= High National Elections Commission =

Libyan electoral commission created in 2012

The High National Election Commission is a body created in Libya for organising elections following the 2011 Libyan Civil War, starting in 2012.

==Creation==
The High National Election Commission (HNEC) was involved in organising the 2012 Libyan parliamentary election after the 2011 civil war that overthrew Muammar Gaddafi. The HNEC's chairman at the time was Nuri al-Abbar. The aim of the election was to replace the National Transitional Council created during the civil war by a representative General National Congress (GNC).

==Leadership==
From 2016 to early 2026, the HNEC Board members were Emad al-Shadly al-Sayah, Rabab Mohammed Halab, Abdelhakim al-Shaab Belkhair and Abubakr Ali Marda.

==Transitional institutions==
HNEC continued organising elections during the Libyan Crisis (2011–present).
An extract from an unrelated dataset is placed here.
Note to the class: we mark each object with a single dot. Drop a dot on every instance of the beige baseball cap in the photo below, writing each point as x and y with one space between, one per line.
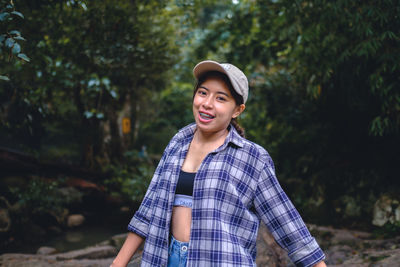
235 75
It organised the 2014 Libyan Constitutional Assembly election that elected a constituent assembly that wrote the 2017 draft Libyan constitution. HNEC organised the 2014 Libyan parliamentary election that aimed to replace the GNC by a new parliament, the House of Representatives (HoR).

Municipal elections also were held in Libya in 2014. Under Article 157 of the 2017 draft constitution, the Central Commission of Municipal Council Elections (CCMCE) was created to organise the following set of municipal elections, in coordination with HNEC, in 2018. The CCMCE started running the 2019 Libyan local elections in early 2019.